For whatever reason, many of my neighbors have eschewed the corporate world and operate their own small businesses. Every so often a couple of my neighbors will stop by and inquire about the latest social media trend. How do I use FourSquare? Do I really need Twitter? Why do I care about Facebook? Does any of this really help?
Inevitably, the next time we talk they have the same excuses for why they haven't tried any of the approaches we've discussed. You work with big clients with lots of money. I don't have the resources to compete, so I figured I would focus elsewhere.
While it's true that big brands have bigger budgets, a larger staff and far greater assets at their disposal, small businesses are often far better suited for social engagement. To Cynthia Boris's point over at Marketing Pilgrim, small businesses have a number of unique advantages over major brands. Below please find the top ten reasons I have given my neighbors for how their position can be advantageous when approaching social marketing. Here's to hoping they don't read this blog and won't take offense to my sharing this post. You know I love you guys.
- Small Businesses have little formal bureaucracy to prevent social experimentation
- Small Businesses have far less formal departmental silos standing in the way of progress
- Small Businesses have no branding police holding up creative deployment
- Small Businesses know their customers personally, so it's far easier to have a more meaningful dialogue AND far easier to integrate online/offline conversations
- Small Businesses have a real face and personally behind their businesses, and their customers know and recognize this face. This makes it much easier to build meaningful relationships.
- Small Businesses don't have the challenges of scaling human interactions. At a large business, tracking who had what conversation with whom on which channel, as well as the outcome of these conversations can become an arduous, burdensome and at times costly process.
- Small Businesses have lower customer expectations when it comes to production quality (ex YouTube videos)
- Small Businesses have lower customer expectations of 24/7 customer service
- Small Businesses can get by using mostly free social tools. Whereas large businesses require scalable operational tools for tracking and managing interactions, small businesses rarely have the challenge of scale and can often get by using free tools built with the individual user in mind.
- Small Business interactions with customers are by and large far more human than large brand interactions. As a customer, I know Mario from Mario's Pizza. When I see their facebook update, I can smell the pizza and hear Mario singing in the background.
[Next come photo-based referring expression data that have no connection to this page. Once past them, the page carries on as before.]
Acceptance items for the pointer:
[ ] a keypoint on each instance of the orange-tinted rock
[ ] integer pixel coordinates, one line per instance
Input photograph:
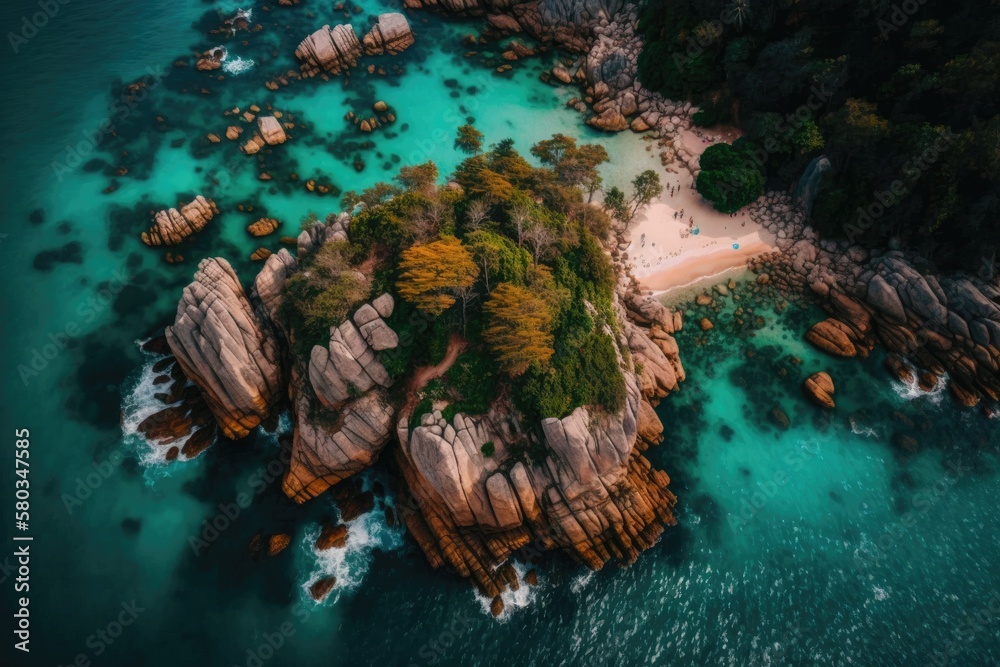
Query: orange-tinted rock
(332, 537)
(819, 387)
(831, 336)
(263, 227)
(496, 606)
I can't say the same for my favorite brand of soft drinks.
The #1 Mistake Small Businesses Make in Approaching Social
Small Businesses have a lot going for them in social media. The biggest mistake I've found small business owners make is that they tend to look at social as technology rather than as people. My advice would be to start with what you know, your business and your customers, and then learn how to use these tools and technologies to better what you already do best.
The key here is to NOT focus on the technology. Don't approach a consultation with the objective of "getting on Facebook." Find someone who knows the space well enough, present your business challenge and ask your social adviser what tools and approach will work best for you. This is about your business and your customers, not their technology. It's just like running into someone at your kid's little league game, just online. So don't worry about the dress code. Capice?